Дорогая Люда, сообщаю тебе очень грустную весть: вчера в 6.30 вечера умерла наша дорогая мамочка. Скончалась дома на своем диванчике, доедая чечевицу сама. Совсем тихо. Грустно очень. Последние дни была дома в полной памяти, все время расспрашивала о вас, думала все время о всех нас. Она очень устала от переносок вниз (в бомбоубежище. – М. Г.). Тяжело ей было…
Вскоре мама узнала и о гибели всей ее семьи. Пишу «мама узнала» не потому, что от меня скрывали. Не скрывали. Но все было настолько страшно и далеко, что эгоистическое детское сознание не пропустило это известие в глубину души. Помню только мамино неподвижное белое лицо и неожиданно надетое единственное нарядное платье – темно-лиловое. Только оно хоть чуть-чуть напоминало траур. Черного не было.
Весной сорок второго из блокадного Ленинграда приехала наша «тетка». Я ее не узнал. Она была похожа на старенького мальчика, над верхней губой у нее выросли темные усы, кожа высохла. От нее шел тяжелый, барачный, душный запах. Она непрерывно молча и жадно ела. Ее семья тоже почти вся умерла – мать, сестра, брат.
И среди всего этого ада она сохранила нежность к нам и поразительную, до сих пор рвущую мне сердце заботу. Из Ленинграда она привезла целый сундук любимых моих игр и игрушек. О таком я не слышал и не читал. Ко мне вернулся мир маленьких волшебных радостей, я окунулся в предвоенную жизнь. Бывает же какая-то абсолютная, противная здравому смыслу, всепобеждающая ласковая доброта.
Только после ее приезда я как-то стал представлять себе – и то чуть-чуть, – что такое блокада.
Иногда, очень редко приезжали с фронта чьи-то отцы, как правило военные корреспонденты. Однажды вечером Сергей Петрович Варшавский, казавшийся суровым и мужественным во флотском кителе, читал очерк о наших морских летчиках, бомбивших Берлин в августе-сентябре 1941-го. Самолеты летали с острова Сааремаа, бомбардировок было всего девять, и вскоре немецкое наступление в Прибалтике заставило от них отказаться. Но эффект моральный был повсюду велик – и в Германии, и в мире. Можно понять, как ликовали мы: наши бомбы «рвались в фашистском логове» – какое счастье было слушать об этом!

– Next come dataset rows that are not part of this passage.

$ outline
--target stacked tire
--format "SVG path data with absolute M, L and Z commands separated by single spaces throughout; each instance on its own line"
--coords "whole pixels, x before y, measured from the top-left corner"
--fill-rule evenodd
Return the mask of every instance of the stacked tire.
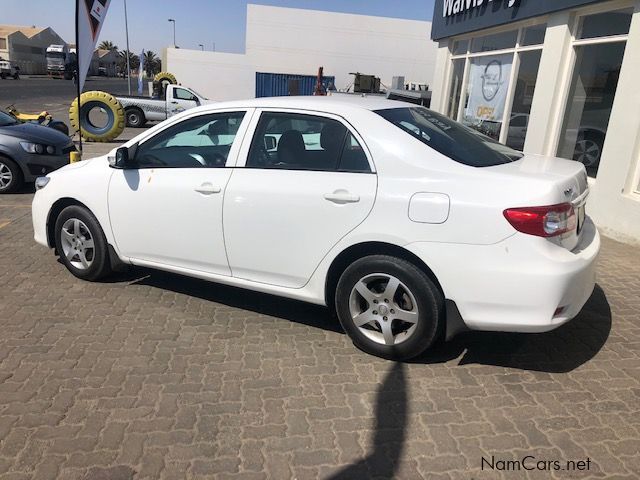
M 100 108 L 107 115 L 104 126 L 94 125 L 89 113 Z M 80 131 L 82 138 L 94 142 L 109 142 L 117 138 L 125 126 L 124 109 L 113 95 L 106 92 L 91 91 L 80 95 L 80 106 L 76 98 L 69 108 L 69 120 L 75 131 Z

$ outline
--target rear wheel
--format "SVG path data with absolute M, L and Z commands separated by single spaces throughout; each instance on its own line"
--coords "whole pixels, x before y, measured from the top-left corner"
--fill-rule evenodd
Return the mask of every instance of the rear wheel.
M 72 205 L 60 212 L 55 241 L 60 260 L 76 277 L 95 281 L 111 273 L 104 232 L 86 208 Z
M 22 172 L 13 161 L 0 155 L 0 193 L 12 193 L 22 186 Z
M 336 311 L 361 350 L 407 360 L 435 341 L 444 300 L 431 279 L 401 258 L 372 255 L 351 264 L 336 289 Z
M 140 128 L 147 123 L 144 113 L 139 108 L 129 108 L 125 111 L 127 127 Z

А мы продолжали верить в сказки. В ноябре 1941-го, когда немцы стояли у самой Москвы, к нам в Чёрную приехала «кинопередвижка» – тяжелый, похожий на трактор аппарат и динамо-машина, которую по очереди крутили старшие ребята (электричества же не было). И в коридоре деревенской школы, где жили мы, эвакуированные дети, показывали фильм (немой вариант с титрами) 1938 года «Если завтра война». Все знали правду, даже дошколята. Но и дети, и взрослые жадно внимали бесстыдному, фанфарному оптимизму картины, где сильнейшая в мире Красная армия одним ударом («ворошиловским залпом», «малой кровью») побеждала вероломного врага. Этот миф на рвущейся, исцарапанной пленке казался нам, да и взрослым в какой-то мере тоже, куда более достоверным, чем страшная действительность. В запуганном, изуродованном сознании реальность обернулась мнимостью, кино – явью. Нас давно приучили к этому. Трудно поверить – съемки этого чудовищного произведения проходили под руководством Ефима Дзигана, ранее прославившегося фильмом «Мы из Кронштадта». Картину «Если завтра война» сняли еще в пору антифашистских настроений: хотя враги были из несуществующей страны, говорили они по-немецки, мелькало подобие свастики и провозглашались нацистские идеи. Это был эффектный монтаж хроники военных маневров и доснятых «художественных кадров», на экране присутствовали и Ворошилов с Буденным, и прославленные летчики. И звучала знаменитая песня братьев Покрасс и Лебедева-Кумача с непременным: «И всегда и везде с нами Сталин родной, / С нами маршал идет Ворошилов!»